# KH and GH



## deezdrama (Jul 9, 2005)

ok my AP master kit came with a gh and kh test. Even after reading I dont fully understand what kh is and its importance. I know it means alkalinity and controls how stable your ph will be. But even after testing for it and knowing the results what can you do to make it better? What is better?


----------



## harrykaa (Jan 10, 2005)

deezdrama said:


> ok my AP master kit came with a gh and kh test. Even after reading I dont fully understand what kh is and its importance. I know it means alkalinity and controls how stable your ph will be. But even after testing for it and knowing the results what can you do to make it better? What is better?


Deezdrama,

What are your water parameters?

The GH (German Hardness or General Hardness) shows how much Magnesium (Mg) and Calcium (Ca) ions are dissolved into the water. Usually a good figure well tolerated by most fishes is between 3 and 10.

The KH (Carbonate Hardness) shows how much bicarbonates (HCO3) are dissolved into the water. As bicarbonates are the salt of acids, they also have inlfluence on water pH (not necessarily alkalinity) and the pH buffering capacity of the water. The rule is that the more bicarbonates you have in water, the higher is your KH and the higher is pH. Water having KH 6 or less is described as soft and KH over 6 is hard.
Piranhas (as tropical species) like soft water and slightly acidic water. So you could aim at pH 6,5-6.8 and KH 2-5.

Regards,


----------



## doctorvtec (May 15, 2004)

harrykaa said:


> The GH (German Hardness or General Hardness) shows how much Magnesium (Mg) and Calcium (Ca) ions are dissolved into the water. Usually a good figure well tolerated by most fishes is between 3 and 10.
> 
> The KH (Carbonate Hardness) shows how much bicarbonates (HCO3) are dissolved into the water. As bicarbonates are the salt of acids, they also have inlfluence on water pH (not necessarily alkalinity) and the pH buffering capacity of the water. The rule is that the more bicarbonates you have in water, the higher is your KH and the higher is pH. Water having KH 6 or less is described as soft and KH over 6 is hard.
> Piranhas (as tropical species) like soft water and slightly acidic water. So you could aim at pH 6,5-6.8 and KH 2-5.
> ...


In a nutshell...

GH will show your water hardness
KH will show your water buffering capacity (ability to hold pH)
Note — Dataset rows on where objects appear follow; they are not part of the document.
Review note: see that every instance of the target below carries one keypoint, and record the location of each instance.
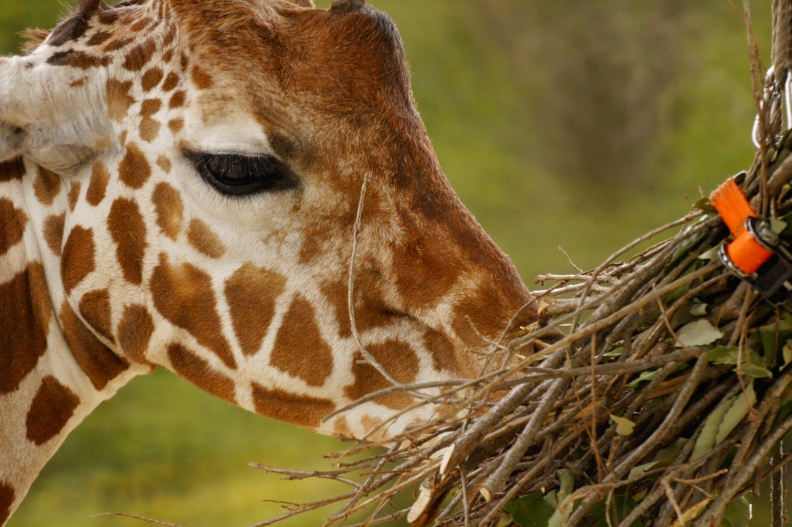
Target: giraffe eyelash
(244, 175)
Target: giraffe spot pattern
(13, 169)
(97, 188)
(25, 312)
(96, 360)
(169, 209)
(134, 169)
(164, 163)
(139, 56)
(95, 309)
(7, 496)
(74, 194)
(201, 79)
(151, 79)
(149, 129)
(13, 222)
(98, 38)
(301, 410)
(47, 186)
(77, 260)
(251, 293)
(118, 99)
(53, 232)
(52, 407)
(178, 99)
(184, 296)
(204, 240)
(398, 359)
(128, 230)
(196, 370)
(299, 348)
(134, 332)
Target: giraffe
(179, 186)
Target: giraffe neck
(53, 371)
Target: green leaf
(648, 375)
(699, 310)
(704, 205)
(787, 353)
(724, 355)
(698, 333)
(755, 371)
(624, 426)
(723, 420)
(738, 513)
(530, 511)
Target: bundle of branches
(665, 399)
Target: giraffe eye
(243, 175)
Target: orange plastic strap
(745, 252)
(733, 206)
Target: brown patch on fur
(46, 186)
(128, 230)
(98, 38)
(50, 411)
(176, 125)
(171, 81)
(77, 261)
(98, 362)
(196, 370)
(74, 194)
(134, 332)
(151, 79)
(12, 169)
(299, 348)
(53, 232)
(301, 410)
(25, 312)
(118, 99)
(204, 240)
(442, 351)
(13, 222)
(201, 79)
(398, 359)
(149, 129)
(178, 99)
(100, 177)
(251, 293)
(134, 169)
(78, 59)
(169, 208)
(183, 294)
(139, 56)
(95, 309)
(164, 163)
(7, 496)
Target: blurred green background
(580, 124)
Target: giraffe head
(193, 173)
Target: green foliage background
(560, 123)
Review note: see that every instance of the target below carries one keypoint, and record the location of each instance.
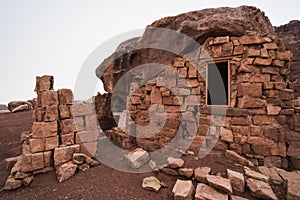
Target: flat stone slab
(220, 183)
(183, 190)
(255, 175)
(206, 192)
(151, 183)
(260, 189)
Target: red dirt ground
(99, 182)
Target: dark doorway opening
(218, 83)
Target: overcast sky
(55, 37)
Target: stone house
(259, 115)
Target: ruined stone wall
(61, 128)
(261, 121)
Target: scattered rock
(14, 104)
(201, 174)
(272, 174)
(21, 108)
(231, 155)
(28, 180)
(237, 180)
(233, 197)
(91, 162)
(137, 158)
(175, 163)
(220, 183)
(83, 167)
(66, 171)
(169, 171)
(187, 172)
(153, 165)
(183, 190)
(256, 175)
(22, 175)
(208, 193)
(79, 158)
(260, 189)
(12, 184)
(163, 184)
(151, 183)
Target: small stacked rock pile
(55, 141)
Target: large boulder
(199, 25)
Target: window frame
(228, 81)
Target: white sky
(55, 37)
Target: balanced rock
(137, 158)
(237, 180)
(151, 183)
(183, 190)
(220, 183)
(260, 189)
(66, 171)
(205, 192)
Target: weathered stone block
(272, 45)
(37, 161)
(51, 113)
(65, 154)
(37, 145)
(51, 143)
(250, 102)
(278, 63)
(91, 122)
(67, 139)
(251, 89)
(273, 110)
(227, 49)
(263, 61)
(67, 126)
(216, 51)
(49, 98)
(238, 50)
(250, 39)
(183, 190)
(221, 40)
(44, 129)
(65, 96)
(65, 112)
(82, 108)
(284, 55)
(47, 158)
(253, 52)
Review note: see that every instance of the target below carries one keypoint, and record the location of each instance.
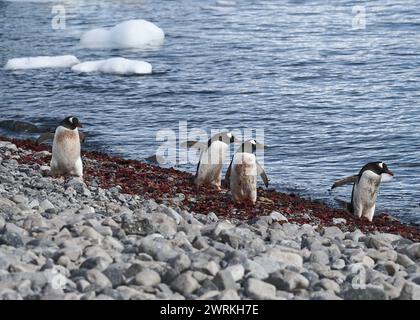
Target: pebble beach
(132, 230)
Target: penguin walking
(366, 188)
(243, 173)
(212, 156)
(66, 158)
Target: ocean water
(329, 96)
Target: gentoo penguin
(366, 188)
(243, 172)
(66, 149)
(212, 156)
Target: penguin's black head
(71, 123)
(377, 167)
(225, 137)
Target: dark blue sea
(330, 95)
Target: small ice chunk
(41, 62)
(119, 66)
(137, 34)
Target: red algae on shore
(167, 184)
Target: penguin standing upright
(66, 158)
(365, 188)
(212, 156)
(243, 172)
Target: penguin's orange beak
(389, 172)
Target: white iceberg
(134, 34)
(41, 62)
(119, 66)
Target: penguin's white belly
(66, 153)
(211, 164)
(365, 194)
(243, 177)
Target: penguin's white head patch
(71, 123)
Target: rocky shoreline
(136, 231)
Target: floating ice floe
(137, 34)
(41, 62)
(119, 66)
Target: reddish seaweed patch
(165, 184)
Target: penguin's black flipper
(226, 181)
(342, 182)
(44, 137)
(261, 172)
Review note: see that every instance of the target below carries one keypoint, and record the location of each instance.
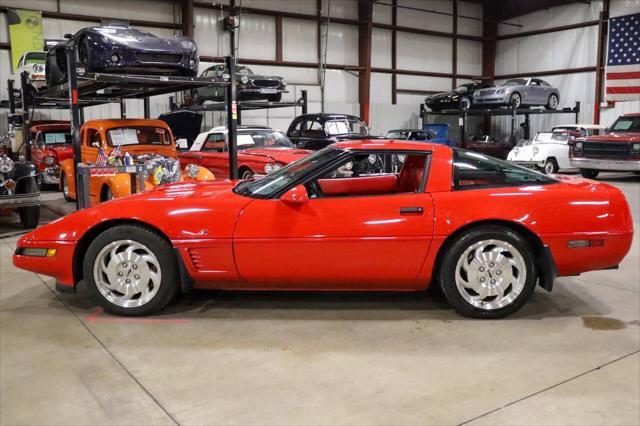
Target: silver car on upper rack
(519, 92)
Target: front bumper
(19, 200)
(605, 164)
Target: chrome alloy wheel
(127, 273)
(490, 274)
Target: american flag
(102, 157)
(623, 60)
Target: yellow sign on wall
(25, 33)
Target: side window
(472, 170)
(215, 142)
(374, 174)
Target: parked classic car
(617, 150)
(313, 225)
(250, 86)
(261, 150)
(34, 64)
(549, 151)
(488, 145)
(519, 92)
(18, 187)
(148, 142)
(50, 144)
(459, 98)
(120, 48)
(316, 131)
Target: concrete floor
(569, 357)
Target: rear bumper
(606, 164)
(19, 200)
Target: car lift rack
(494, 112)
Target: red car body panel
(253, 159)
(229, 241)
(59, 151)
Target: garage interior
(571, 356)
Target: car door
(361, 234)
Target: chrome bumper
(605, 164)
(19, 200)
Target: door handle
(411, 210)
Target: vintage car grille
(606, 149)
(159, 58)
(266, 83)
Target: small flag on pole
(623, 59)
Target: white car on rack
(34, 64)
(549, 151)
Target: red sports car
(261, 150)
(50, 145)
(334, 221)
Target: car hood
(281, 155)
(614, 137)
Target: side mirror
(295, 196)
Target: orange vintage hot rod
(148, 142)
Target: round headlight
(6, 164)
(192, 170)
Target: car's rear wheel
(64, 184)
(488, 272)
(131, 270)
(589, 173)
(551, 166)
(515, 100)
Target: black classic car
(316, 131)
(18, 186)
(121, 48)
(250, 86)
(459, 98)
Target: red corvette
(361, 215)
(261, 150)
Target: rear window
(472, 170)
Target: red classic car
(50, 145)
(317, 224)
(617, 150)
(261, 150)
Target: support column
(187, 17)
(365, 29)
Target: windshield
(515, 82)
(272, 183)
(140, 135)
(52, 138)
(262, 139)
(35, 58)
(626, 124)
(346, 126)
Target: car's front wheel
(488, 272)
(131, 270)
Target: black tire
(552, 102)
(551, 166)
(515, 100)
(161, 249)
(245, 174)
(589, 173)
(453, 252)
(64, 187)
(465, 103)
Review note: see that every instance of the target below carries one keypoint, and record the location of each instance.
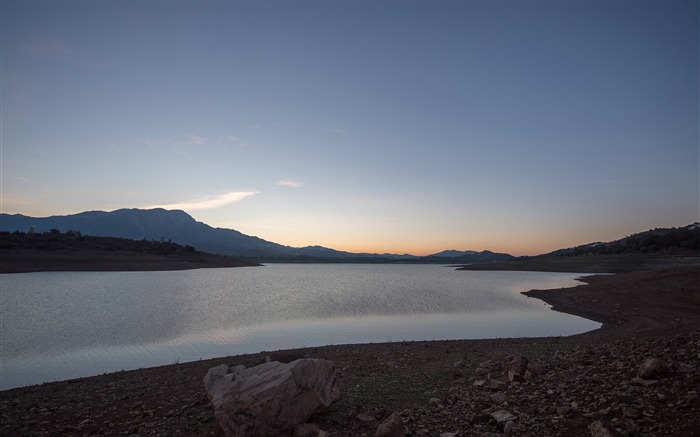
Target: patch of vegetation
(55, 240)
(659, 240)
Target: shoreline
(638, 310)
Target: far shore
(638, 308)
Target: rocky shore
(639, 375)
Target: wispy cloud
(10, 200)
(17, 178)
(291, 183)
(195, 140)
(209, 202)
(152, 143)
(46, 47)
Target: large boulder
(272, 398)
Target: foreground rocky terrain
(593, 384)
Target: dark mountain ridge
(179, 227)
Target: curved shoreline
(644, 313)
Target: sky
(366, 126)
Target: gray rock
(651, 368)
(392, 426)
(498, 398)
(598, 429)
(502, 417)
(272, 398)
(519, 365)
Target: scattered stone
(631, 412)
(502, 416)
(309, 430)
(519, 365)
(272, 398)
(563, 411)
(598, 429)
(391, 427)
(366, 420)
(497, 385)
(651, 368)
(498, 398)
(434, 402)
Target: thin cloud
(195, 140)
(17, 178)
(291, 183)
(46, 47)
(209, 202)
(9, 199)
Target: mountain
(659, 240)
(179, 227)
(467, 257)
(454, 253)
A high KH level does not always indicate "hard water", nor does it "always" coincide with a high pH.


----------



## Dr. Giggles (Oct 18, 2003)

kH is your buffering capacity of your water while gH tells you if your water is soft or hard or anywhere in between.


----------



## deezdrama (Jul 9, 2005)

It says to add drops to the test tube till it turns the color but I cant tell if it turned the color or not


----------



## doctorvtec (May 15, 2004)

deezdrama said:


> It says to add drops to the test tube till it turns the color but I cant tell if it turned the color or not
> [snapback]1191668[/snapback]​


For KH the first drop should turn it blue. Add another drop and shake. Repeat until it turns from bright blue to yellow.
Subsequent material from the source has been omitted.